Pada hari Senin (15/05/2023) Jelani dan kuasa hukumnya datang ke Bareskrim Polri dan menyampaikan:
“Untuk bertindak mewakili dan/atau mendampingi Pemberi Kuasa (Jelani Christo,SH.), guna menuntut pertanggungjawaban pidana dan/atau membuat LAPORAN POLISI, terhadap Sdr.

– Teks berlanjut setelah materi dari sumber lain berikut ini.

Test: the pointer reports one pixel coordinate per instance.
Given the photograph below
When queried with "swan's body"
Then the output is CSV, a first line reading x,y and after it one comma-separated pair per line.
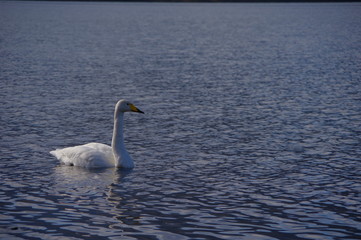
x,y
98,155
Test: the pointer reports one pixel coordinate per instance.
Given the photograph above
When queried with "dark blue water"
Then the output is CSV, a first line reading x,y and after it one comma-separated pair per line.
x,y
252,127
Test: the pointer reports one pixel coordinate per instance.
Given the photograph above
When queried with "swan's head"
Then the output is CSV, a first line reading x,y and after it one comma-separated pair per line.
x,y
125,106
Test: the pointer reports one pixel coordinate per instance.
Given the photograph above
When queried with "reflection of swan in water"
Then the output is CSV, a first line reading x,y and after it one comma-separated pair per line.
x,y
81,181
105,190
98,155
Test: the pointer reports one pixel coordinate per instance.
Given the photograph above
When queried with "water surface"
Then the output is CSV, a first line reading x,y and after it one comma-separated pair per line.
x,y
252,126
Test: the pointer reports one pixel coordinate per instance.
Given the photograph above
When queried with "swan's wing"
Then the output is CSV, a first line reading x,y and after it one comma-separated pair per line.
x,y
92,155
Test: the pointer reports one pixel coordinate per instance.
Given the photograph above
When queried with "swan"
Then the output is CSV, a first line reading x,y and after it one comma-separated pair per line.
x,y
98,155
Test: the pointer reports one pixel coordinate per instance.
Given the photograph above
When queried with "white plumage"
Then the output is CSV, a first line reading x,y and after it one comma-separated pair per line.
x,y
98,155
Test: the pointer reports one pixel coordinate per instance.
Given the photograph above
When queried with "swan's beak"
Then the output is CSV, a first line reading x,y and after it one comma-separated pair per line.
x,y
135,109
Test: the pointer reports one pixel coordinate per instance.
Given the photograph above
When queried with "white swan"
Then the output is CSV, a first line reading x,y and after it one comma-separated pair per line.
x,y
98,155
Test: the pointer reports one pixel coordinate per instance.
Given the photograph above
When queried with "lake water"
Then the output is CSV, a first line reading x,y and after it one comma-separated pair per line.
x,y
252,127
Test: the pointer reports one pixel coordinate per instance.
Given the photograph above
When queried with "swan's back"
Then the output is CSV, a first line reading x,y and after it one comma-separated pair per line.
x,y
91,155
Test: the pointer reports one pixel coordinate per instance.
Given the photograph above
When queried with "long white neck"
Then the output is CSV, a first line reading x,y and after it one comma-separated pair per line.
x,y
121,156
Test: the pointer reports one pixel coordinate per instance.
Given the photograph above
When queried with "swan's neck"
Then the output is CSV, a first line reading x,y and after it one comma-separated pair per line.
x,y
121,156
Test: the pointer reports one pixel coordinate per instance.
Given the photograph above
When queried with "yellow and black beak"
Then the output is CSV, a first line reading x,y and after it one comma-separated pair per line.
x,y
134,108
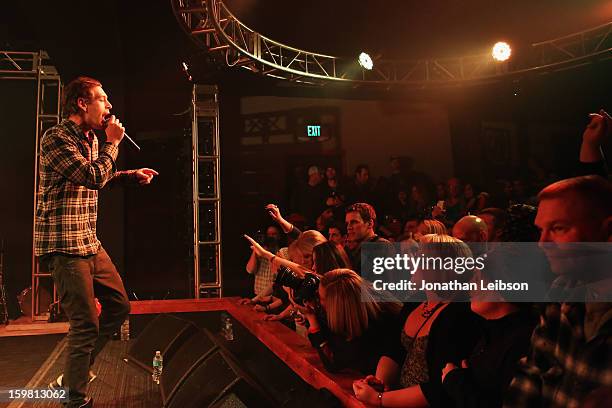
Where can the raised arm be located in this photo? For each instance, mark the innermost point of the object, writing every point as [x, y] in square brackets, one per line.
[62, 154]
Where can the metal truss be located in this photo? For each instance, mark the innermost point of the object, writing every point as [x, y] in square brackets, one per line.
[213, 26]
[36, 66]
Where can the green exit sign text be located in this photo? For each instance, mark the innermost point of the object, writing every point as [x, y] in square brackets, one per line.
[313, 130]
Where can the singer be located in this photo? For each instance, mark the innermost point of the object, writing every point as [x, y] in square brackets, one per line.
[72, 168]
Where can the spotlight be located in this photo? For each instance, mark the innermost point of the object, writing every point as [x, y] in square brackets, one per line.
[365, 61]
[185, 68]
[501, 51]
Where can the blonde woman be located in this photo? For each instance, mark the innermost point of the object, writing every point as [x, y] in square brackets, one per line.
[439, 330]
[349, 327]
[300, 260]
[426, 227]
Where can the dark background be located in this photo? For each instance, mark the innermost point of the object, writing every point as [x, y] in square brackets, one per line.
[135, 48]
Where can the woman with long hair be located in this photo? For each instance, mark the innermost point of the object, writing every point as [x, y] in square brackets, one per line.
[434, 332]
[354, 325]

ANWAR atas dugaan Tindak Pidana menyebarkan informasi untuk menimbulkan rasa kebencian dengan mengatakan sanksi adat/acara ritual adat yang dijatuhkan kepada Marcel Radhival (Pesulap Merah) yang dilaksanakan di Taman Mini Indonesia Indah pada tanggal 6 Mei 2023 adalah LICIK dan DIPAKSAKAN, menyerang pribadi Jelani Christo, SH sebagai Bidang Hukum dan Advokasi serta Ketua Umum LBH-Majelis Adat Dayak Nasional (LBH-MADN) dan menyebarkan Berita Bohong yang ditujukan untuk menimbulkan keonaran di tengah masyarakat dan/atau melakukan tindakan permusuhan terhadap suku, agama, ras atau golongan sebagaimana dimaksud dalam UU No 19 Tahun 2016 Tentang ITE, UU No. 1 Tahun 1946 Tentang Peraturan Hukum Pidana dan UU No. 16 Tahun 2017 Tentang ORMAS, di BARESKRIM MABES POLRI.
Untuk itu penerima kuasa berhak hadir, mendampingi dan berbicara pada seluruh tahap pemeriksaan di Kepolisian dan pada Kejaksaan Negeri yang bersangkutan serta pada persidangan Pengadilan Negeri yang bersangkutan, berhak menghadap pada setiap instansi dan Pejabat yang berhubungan dengan perkara ini, mengajukan dan menandatangani surat-surat permohonan, mengajukan protes, mengajukan eksepsi, mengajukan dan menolak saksi-saksi dan alat-alat bukti lainnya, mengucapkan pembelaan (Pleidooi), menyatakan banding, mengajukan dan menandatangani memori banding, menyatakan kasasi, mengajukan dan menandatangani memori kasasi dan umumnya mejalankan hal-hal yang perlu untuk kepentingan pemberi kuasa dalam perkara ini”, ucap Agus Wijaya
Ancaman hukuman ucapan ujaran kebencian dan berita bohong yang diduga dilakukan oleh @Anwar netizen tiktok berasal dari Kota Medan ini terancam kurungan enam tahun penjara dan siap-siap untuk mempertanggung jawabkan perbuatannya, jika terbukti bersalah nanti ujar Jelani.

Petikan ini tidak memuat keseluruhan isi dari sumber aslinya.